Mając na względzie, że kwestionowane przez skarżących przepisy dotyczą zasad stosowania instytucji warunkowego przedterminowego zwolnienia i tym samym nie wkraczają w zakres zasady nullum crimen sine lege, Trybunał Konstytucyjny uznał, że art. 14 pkt 4 przepisów wprowadzających kodeks karny oraz art. 78 kodeksu karnego jest zgodny z art. 2 konstytucji, a w szczególności z zasadą niedziałania prawa wstecz oraz z art. 42 ust. 1 konstytucji.
6. W ocenie Trybunału Konstytucyjnego niezasadny jest tym samym zarzut dotyczący naruszenia przez kwestionowane przepisy zasady zaufania obywateli do państwa i stanowionego przezeń prawa. Zasada ta należy niewątpliwie do kanonu zasad składających się na pojęcie państwa prawnego w znaczeniu, w jakim pojęcie to występuje w art. 2 konstytucji. Przestrzeganie tej zasady ma szczególne znaczenie w sytuacji, w której ma miejsce zmiana dotychczas obowiązujących przepisów, zwłaszcza zaś tych, które już znalazły zastosowanie jako czynnik kształtujący sytuację prawną ich adresatów (wyrok TK z 20 grudnia 1999 r., sygn. K. 4/99, OTK ZU Nr 7/1999, poz. 165, s. 893).
Jak już wcześniej zaznaczono przepisy dotyczące warunkowego przedterminowego zwolnienia obowiązujące przed 1 września 1998 r. nie były stosowane w przypadku skarżących, gdyż wnioski o warunkowe przedterminowe zwolnienie zostały złożone po tej dacie. Ustawodawca wyraził wolę stosowania wobec osób odbywających karę pozbawienia wolności nowych zasad, zachowując skuteczność orzeczeń wydanych przed 1 września 1998 r.
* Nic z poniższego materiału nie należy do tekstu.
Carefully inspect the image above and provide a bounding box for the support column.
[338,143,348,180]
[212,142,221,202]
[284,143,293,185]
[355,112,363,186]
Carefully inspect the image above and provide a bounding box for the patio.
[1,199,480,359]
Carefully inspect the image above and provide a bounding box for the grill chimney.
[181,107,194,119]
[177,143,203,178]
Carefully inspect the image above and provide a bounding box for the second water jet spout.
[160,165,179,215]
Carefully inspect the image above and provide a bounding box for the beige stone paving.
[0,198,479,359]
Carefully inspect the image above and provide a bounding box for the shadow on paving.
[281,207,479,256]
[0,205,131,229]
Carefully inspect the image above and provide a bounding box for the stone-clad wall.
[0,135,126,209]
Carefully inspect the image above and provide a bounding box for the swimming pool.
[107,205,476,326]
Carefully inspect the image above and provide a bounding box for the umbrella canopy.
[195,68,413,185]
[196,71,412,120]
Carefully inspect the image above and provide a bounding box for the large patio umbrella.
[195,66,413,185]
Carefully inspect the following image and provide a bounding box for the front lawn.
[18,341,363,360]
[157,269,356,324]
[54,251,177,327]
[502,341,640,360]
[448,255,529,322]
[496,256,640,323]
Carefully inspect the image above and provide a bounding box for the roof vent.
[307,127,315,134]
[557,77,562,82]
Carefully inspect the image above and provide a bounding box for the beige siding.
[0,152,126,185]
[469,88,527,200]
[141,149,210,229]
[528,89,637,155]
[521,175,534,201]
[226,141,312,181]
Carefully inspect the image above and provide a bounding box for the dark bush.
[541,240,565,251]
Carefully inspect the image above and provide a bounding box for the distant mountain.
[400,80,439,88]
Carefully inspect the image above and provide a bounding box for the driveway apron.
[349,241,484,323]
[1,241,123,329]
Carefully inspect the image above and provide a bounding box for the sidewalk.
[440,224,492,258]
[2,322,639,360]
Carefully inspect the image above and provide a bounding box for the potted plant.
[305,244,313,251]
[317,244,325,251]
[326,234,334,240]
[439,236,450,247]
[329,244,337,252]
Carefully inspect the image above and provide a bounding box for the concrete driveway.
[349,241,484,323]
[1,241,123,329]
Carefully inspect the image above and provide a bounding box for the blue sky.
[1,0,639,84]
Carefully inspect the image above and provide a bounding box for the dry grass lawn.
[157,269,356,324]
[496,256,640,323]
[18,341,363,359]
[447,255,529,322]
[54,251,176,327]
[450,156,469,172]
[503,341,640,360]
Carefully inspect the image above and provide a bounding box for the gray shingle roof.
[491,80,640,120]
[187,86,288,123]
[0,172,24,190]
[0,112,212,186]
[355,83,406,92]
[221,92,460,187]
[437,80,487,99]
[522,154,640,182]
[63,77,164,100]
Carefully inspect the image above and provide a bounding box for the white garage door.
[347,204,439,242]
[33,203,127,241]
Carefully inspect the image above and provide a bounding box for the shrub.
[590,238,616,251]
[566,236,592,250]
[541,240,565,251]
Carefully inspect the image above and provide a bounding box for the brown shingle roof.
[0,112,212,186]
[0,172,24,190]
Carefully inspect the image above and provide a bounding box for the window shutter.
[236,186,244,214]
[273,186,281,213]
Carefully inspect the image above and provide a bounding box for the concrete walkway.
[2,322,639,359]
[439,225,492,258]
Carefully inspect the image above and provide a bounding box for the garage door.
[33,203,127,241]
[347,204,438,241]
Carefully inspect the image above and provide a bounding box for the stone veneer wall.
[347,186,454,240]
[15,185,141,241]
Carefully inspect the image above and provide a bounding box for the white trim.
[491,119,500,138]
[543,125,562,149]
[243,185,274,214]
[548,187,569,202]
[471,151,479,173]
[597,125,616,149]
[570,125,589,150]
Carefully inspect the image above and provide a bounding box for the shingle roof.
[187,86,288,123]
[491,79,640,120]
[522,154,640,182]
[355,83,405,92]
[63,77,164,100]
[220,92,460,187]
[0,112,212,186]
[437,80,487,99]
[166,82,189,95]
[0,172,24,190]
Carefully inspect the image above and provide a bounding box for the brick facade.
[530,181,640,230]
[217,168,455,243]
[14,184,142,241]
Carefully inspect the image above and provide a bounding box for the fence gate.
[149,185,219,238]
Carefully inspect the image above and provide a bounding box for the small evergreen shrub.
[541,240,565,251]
Trybunał Konstytucyjny nie jest uprawniony do oceny przyjętych rozwiązań, stanowiących środek polityki kryminalnej. W tym zakresie swobody ustawodawcy nie można kwestionować, pod warunkiem że mieści się w ramach gwarancji konstytucyjnych. Obywatel podejmując określone działania powinien móc przewidzieć skutki prawne, jakie z tym działaniem są związane, aby móc dobrze ocenić ich konsekwencje. Szczególne znaczenie ma to założenie na gruncie prawa karnego. Związane jest to z funkcjami, jakie prawo karne ma do spełnienia, m.in. z funkcją gwarancyjną prawa karnego, która ma chronić przed karaniem za czyny, które w momencie popełnienia nie były przez prawo zabronione oraz z funkcją prewencyjną prawa karnego. Respektując zasadę pewności prawa, ustawodawca wskazuje czyny, których popełnienie będzie rodziło dla sprawcy określone konsekwencje. Jeśli działanie jest karalne, to jest zagrożone dokładnie określoną karą. Modyfikacja przepisów dotyczących zasad warunkowego przedterminowego zwolnienia nie wkracza w zakres omawianej gwarancji. Środkiem reakcji prawno-karnej na popełnione przestępstwo była w przypadku skarżących kara pozbawienia wolności. Zastosowanie warunkowego przedterminowego zwolnienia następuje nie w fazie orzekania, lecz w stadium późniejszym, w fazie wykonawczej i pełni szereg funkcji, m.in. ułaskawienia i darowania kary. Skazani nie mogą oczekiwać niezmienności regulacji, której stosowanie nie ma już bezpośredniego związku z wymiarem kary, ale ze sposobem jej wykonywania i ze swej istoty działa na korzyść skazanego. Z tych względów Trybunał Konstytucyjny uznał, że kwestionowane przepisy nie naruszają zasady ochrony zaufania do państwa i stanowionego przez nie prawa.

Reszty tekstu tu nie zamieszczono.